また、経済全体にリスクマネーを供給するという意味においてもNISAの恒久化は効果的だと考えられます。その他、投資を通じて経済・金融の基本が広く浸透するという副次的な効果も期待されます」
と、さまざまなメリットを指摘した。
同欄では、日本総合研究所上席主任研究員の石川智久氏も、
「制度の恒久化、非課税期間の無期限化、投資枠拡大が実現すれば、金融界や投資家が求めてきたものが実現し、かなり大幅な制度改善と言えます。金融機関側としても、NISA向けの商品を拡充することで、個人投資家が投資をしやすいようにしていく必要があると思います。その際、個人投資家が安心できるようなリスクが高くない商品を開発していくべきでしょう。
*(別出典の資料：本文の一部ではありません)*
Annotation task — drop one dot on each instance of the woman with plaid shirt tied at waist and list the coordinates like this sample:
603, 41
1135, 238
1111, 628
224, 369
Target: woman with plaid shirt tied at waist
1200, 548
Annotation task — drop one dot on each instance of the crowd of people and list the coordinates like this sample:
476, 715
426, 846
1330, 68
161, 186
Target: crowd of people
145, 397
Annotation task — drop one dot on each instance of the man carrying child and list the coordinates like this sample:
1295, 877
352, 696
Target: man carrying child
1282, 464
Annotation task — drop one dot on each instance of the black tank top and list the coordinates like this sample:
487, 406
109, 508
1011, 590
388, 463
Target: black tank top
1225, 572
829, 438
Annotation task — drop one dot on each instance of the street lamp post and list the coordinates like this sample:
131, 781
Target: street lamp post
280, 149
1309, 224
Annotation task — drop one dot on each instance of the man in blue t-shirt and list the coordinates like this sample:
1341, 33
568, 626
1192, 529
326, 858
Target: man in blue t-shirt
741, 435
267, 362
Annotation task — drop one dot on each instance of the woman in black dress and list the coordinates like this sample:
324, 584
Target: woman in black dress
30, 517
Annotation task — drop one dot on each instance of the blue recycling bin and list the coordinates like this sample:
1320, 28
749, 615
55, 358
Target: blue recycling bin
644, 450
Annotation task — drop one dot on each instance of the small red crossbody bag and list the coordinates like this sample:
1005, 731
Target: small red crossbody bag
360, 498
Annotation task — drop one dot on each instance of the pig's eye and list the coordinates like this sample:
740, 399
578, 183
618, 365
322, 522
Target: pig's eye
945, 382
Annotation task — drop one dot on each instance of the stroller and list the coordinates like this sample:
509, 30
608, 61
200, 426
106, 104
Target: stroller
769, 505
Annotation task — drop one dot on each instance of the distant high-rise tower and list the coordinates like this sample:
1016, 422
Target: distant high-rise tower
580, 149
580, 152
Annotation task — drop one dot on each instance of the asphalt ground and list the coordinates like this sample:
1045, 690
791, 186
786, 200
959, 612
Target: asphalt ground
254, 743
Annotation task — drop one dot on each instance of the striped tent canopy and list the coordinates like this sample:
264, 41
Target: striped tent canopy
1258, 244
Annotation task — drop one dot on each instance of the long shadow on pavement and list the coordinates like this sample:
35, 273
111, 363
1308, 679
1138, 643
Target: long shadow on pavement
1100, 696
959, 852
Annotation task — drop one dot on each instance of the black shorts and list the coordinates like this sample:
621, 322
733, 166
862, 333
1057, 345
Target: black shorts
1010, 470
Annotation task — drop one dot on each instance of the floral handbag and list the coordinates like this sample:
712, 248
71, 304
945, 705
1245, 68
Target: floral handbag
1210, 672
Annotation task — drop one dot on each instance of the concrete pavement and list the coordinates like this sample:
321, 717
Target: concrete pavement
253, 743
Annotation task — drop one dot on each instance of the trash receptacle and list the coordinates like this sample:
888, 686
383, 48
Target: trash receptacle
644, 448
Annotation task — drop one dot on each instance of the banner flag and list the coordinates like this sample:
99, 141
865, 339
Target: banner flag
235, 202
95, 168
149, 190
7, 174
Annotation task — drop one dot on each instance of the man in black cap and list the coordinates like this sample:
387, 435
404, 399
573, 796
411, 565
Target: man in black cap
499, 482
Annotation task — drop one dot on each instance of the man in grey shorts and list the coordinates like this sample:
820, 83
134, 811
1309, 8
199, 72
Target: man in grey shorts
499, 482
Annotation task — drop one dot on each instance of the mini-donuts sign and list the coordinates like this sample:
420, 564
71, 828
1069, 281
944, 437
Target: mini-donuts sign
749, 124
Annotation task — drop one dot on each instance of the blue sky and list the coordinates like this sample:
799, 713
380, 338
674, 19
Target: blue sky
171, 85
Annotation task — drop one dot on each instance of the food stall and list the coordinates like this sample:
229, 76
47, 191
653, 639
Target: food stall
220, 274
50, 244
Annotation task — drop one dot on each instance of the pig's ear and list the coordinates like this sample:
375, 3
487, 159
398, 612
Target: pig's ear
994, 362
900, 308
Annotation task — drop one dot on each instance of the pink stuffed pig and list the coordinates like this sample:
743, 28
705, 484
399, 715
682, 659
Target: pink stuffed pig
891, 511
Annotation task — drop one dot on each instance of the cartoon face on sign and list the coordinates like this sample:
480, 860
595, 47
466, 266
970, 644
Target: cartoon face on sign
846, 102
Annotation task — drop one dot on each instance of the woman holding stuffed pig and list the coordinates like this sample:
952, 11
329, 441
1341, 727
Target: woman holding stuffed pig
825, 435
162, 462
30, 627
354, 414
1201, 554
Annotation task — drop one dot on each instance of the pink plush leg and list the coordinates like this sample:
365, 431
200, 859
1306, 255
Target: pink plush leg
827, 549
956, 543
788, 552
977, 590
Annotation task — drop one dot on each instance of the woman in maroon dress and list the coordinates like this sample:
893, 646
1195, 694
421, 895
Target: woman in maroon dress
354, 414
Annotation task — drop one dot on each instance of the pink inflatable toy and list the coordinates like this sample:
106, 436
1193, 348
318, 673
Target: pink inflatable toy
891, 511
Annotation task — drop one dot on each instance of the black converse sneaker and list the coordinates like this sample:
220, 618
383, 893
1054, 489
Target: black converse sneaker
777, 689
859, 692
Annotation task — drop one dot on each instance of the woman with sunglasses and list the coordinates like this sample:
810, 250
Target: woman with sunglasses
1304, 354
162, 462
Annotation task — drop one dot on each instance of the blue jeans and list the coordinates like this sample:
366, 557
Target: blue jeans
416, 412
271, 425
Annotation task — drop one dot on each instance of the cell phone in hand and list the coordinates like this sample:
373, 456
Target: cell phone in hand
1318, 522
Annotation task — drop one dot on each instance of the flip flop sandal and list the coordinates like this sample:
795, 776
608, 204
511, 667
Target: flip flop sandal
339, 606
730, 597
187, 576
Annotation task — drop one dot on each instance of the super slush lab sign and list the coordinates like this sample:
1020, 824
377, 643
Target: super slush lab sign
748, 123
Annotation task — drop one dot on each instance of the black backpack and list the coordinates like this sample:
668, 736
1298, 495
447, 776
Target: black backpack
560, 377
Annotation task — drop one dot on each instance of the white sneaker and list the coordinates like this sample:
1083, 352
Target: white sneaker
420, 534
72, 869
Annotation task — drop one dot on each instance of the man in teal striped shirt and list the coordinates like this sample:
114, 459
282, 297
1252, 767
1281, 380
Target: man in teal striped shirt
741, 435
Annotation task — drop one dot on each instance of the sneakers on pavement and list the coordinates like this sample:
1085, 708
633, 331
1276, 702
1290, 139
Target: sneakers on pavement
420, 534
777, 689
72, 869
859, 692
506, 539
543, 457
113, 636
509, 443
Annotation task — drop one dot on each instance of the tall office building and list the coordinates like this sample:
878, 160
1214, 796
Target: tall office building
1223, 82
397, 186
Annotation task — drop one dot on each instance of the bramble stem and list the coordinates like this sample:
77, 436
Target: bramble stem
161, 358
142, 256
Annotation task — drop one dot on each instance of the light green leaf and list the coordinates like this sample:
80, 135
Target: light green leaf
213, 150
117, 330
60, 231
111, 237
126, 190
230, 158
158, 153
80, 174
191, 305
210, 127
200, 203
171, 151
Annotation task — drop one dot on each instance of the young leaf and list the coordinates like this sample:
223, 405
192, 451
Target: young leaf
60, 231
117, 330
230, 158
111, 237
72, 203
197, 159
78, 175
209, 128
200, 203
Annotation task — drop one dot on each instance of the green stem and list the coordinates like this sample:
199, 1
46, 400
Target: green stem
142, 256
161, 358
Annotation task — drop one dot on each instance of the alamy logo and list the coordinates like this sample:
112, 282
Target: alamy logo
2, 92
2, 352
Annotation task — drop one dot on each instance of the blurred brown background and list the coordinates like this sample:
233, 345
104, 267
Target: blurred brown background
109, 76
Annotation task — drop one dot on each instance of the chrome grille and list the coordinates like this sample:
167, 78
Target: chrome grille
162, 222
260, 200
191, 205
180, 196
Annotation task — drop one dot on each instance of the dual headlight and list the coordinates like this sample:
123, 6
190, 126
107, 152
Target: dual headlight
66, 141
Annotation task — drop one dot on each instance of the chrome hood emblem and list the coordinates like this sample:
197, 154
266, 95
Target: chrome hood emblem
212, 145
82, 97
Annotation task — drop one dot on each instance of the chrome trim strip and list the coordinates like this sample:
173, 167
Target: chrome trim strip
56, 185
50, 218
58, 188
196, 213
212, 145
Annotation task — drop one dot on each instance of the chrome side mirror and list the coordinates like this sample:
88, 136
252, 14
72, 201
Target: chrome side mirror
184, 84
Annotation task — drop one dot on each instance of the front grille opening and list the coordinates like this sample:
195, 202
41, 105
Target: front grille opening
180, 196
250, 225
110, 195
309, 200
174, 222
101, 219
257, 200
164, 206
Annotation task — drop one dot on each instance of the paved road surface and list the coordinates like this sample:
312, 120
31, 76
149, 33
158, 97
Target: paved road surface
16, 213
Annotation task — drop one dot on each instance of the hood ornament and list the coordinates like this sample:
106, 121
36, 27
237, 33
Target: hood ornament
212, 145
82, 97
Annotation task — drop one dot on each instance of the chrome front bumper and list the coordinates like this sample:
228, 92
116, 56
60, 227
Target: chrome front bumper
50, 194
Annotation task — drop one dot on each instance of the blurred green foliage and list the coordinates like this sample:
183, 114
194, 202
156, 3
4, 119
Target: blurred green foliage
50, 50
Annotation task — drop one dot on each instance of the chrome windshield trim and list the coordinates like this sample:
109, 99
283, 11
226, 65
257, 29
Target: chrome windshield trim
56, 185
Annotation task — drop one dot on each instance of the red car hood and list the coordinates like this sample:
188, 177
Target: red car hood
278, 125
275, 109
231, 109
『貯蓄から投資へ』に向けた政策として前向きに評価できる動きです」
として、さらなる規制緩和や税制優遇に期待をかけた。
一方、制度上の疑問を投げかける意見も。
日本経済新聞オンライン版(11月25日付)「NISA恒久化、貯蓄から投資へ 預金1000兆円を誘導」という記事に付くThink欄の「ひと口解説コーナー」では、日本経済新聞社編集委員の田村正之記者が、
「NISA恒久化が実現する場合、次の関心はもちろん金額です。単年度の金額とともに大事なのは全体の非課税の総量。現在のつみたてNISAは年40万円、最大20年非課税なので800万円の非課税枠です。
今回非課税期間を無制限にする場合、金融庁が夏の要望で打ち出したのが、投資額の残高(簿価)で考える生涯投資枠という新たな枠。住宅資金などのために売ればその分枠が復活、資金に余裕ができれば改めて投資できる斬新なものです」
と、金融庁の要望案を説明した。そのうえで、
「ただこの残高(簿価)方式、金融機関にとってはシステム改修が大変で、かなり時間がかかります。残高方式が実現する場合、いくらに設定するかが非常に重要で、年末の税制大綱へ関心が高まります」
と結んだ。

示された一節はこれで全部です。